MUMBAI, 10 Mar (Reuters) - O aumento dos preços dos óleos vegetais e das taxas de frete está pressionando os compradores indianos a garantir remessas imediatas em meio a preocupações de que as entregas de óleo de soja e de girassol recém-adquiridos possam ser atrasadas pelo conflito no Oriente Médio, disseram cinco negociantes à Reuters.

A Índia é a maior importadora de óleos vegetais do mundo, e a medida de restringir novas compras no exterior pode limitar ainda mais a alta dos preços do óleo de palma, do óleo de soja e do óleo de girassol, embora possa restringir a oferta local em abril.

Os preços locais dos óleos comestíveis subiram nos últimos dias, acompanhando a recuperação dos mercados globais, mas as refinarias estão relutantes em fazer compras no exterior nos níveis mais altos, disse um negociante de Mumbai de uma trading global.

"Os compradores não estão confiantes de que os preços se manterão ou que os fornecedores de óleo de soja e de girassol conseguirão entregar no prazo, já que as taxas de frete estão subindo", disse ele.

A Índia compra óleo de soja principalmente da Argentina e do Brasil, e óleo de girassol principalmente da Rússia e da Ucrânia, com tempos típicos de viagem marítima da América do Sul para a Índia de mais de seis semanas e cerca de três a quatro semanas do Mar Negro.

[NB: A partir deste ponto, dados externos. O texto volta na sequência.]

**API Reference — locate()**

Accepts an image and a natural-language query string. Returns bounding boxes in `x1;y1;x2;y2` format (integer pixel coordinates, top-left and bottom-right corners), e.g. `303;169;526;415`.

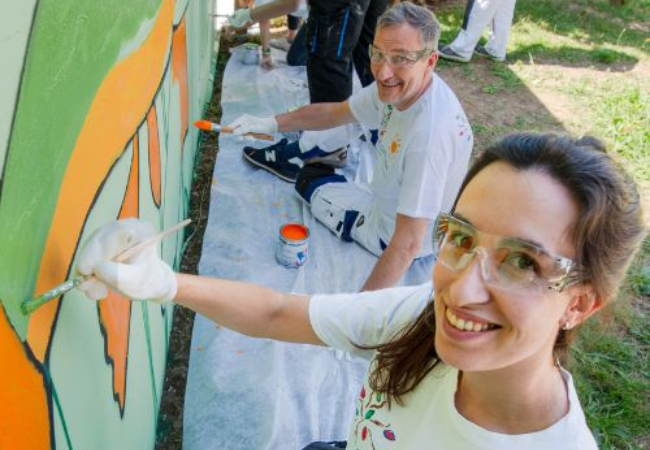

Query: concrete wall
0;0;214;450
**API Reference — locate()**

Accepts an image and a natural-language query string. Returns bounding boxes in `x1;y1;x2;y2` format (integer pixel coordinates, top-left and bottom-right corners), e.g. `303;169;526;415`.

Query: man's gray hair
377;1;440;52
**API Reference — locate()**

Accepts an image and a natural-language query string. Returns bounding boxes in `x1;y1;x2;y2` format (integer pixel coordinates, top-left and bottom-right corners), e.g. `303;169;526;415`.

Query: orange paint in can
275;223;309;268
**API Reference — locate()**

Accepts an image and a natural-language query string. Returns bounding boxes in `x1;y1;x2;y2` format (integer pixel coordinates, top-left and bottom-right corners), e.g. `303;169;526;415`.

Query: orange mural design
27;0;174;361
99;134;140;414
0;303;52;450
147;106;161;208
172;17;189;150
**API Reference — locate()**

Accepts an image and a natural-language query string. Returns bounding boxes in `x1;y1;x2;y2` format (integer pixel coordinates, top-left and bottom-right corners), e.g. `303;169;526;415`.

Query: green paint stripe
43;366;74;450
140;301;158;430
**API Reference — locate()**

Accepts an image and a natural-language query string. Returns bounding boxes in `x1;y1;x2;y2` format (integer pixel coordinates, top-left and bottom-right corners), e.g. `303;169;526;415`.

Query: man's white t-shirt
309;283;598;450
348;73;473;255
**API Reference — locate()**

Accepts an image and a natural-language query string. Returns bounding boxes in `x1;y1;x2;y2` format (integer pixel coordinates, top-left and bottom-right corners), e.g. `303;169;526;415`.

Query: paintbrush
20;219;192;315
194;120;275;141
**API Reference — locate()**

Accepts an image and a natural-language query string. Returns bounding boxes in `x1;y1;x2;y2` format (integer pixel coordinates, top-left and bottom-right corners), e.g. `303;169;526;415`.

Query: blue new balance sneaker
243;139;348;183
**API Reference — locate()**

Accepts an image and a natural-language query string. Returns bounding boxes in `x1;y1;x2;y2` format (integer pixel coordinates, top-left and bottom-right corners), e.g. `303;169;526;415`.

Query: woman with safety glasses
79;134;644;450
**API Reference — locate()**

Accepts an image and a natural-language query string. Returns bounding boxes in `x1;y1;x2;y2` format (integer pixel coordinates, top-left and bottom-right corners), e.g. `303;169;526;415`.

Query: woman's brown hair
369;133;645;404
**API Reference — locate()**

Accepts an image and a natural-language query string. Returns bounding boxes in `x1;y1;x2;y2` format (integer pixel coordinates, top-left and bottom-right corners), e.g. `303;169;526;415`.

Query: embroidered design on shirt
388;137;402;156
456;114;472;142
354;386;397;450
375;105;395;153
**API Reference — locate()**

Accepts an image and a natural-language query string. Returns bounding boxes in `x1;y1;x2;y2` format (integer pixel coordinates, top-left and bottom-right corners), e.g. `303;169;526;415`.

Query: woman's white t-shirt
309;283;598;450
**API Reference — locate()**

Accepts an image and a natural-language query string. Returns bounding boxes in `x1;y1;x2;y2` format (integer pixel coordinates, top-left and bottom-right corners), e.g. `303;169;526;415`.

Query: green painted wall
0;0;214;450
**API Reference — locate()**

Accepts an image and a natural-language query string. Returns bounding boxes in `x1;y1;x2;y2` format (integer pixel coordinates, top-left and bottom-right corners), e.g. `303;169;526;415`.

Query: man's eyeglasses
368;45;433;68
436;214;581;292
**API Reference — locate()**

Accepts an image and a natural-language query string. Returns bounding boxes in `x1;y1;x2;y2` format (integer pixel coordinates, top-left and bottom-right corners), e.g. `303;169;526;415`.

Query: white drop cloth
183;50;431;450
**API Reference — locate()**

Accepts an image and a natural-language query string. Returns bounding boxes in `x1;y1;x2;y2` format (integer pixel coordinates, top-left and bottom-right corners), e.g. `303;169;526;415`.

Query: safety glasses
368;45;432;69
436;214;581;292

O mercado está preocupado com a possibilidade de que, se o conflito no Oriente Médio aumentar, os carregamentos de óleo de girassol da região do Mar Negro tenham que ser desviados para a África em vez de passarem pelo Mar Vermelho, disse Sandeep Bajoria, chefe-executivo do Sunvin Group, uma corretora de óleos vegetais.

"O desvio via África acrescentaria mais de 10 dias ao tempo de trânsito e aumentaria os custos de frete em US$20 por tonelada ou mais", acrescentou.

A Índia, que atende a quase dois terços de sua demanda de óleo comestível por meio de importações, também compra óleo de palma da Indonésia, Malásia e Tailândia, e as remessas geralmente chegam aos portos em cerca de uma semana.

As remessas de óleo de palma poderiam atender à demanda indiana, mas os compradores continuam relutantes, já que as recentes altas de preços empurraram as margens de refino para território negativo, disse um trader de Nova Délhi de uma trading global.

"Os compradores estão preferindo o estoque de preços mais baixos do mês passado com os vendedores locais em vez de comprar em níveis mais altos dos exportadores estrangeiros. Eles estão esperando que os preços globais se corrijam", disse ele.

O custo de importação do óleo de palma bruto foi quase US$ 100 por tonelada menor do que o do óleo de soja bruto no mês passado, mas os dois óleos estão agora disponíveis quase pelo mesmo preço, disseram os negociantes.

(Reportagem de Rajendra Jadhav)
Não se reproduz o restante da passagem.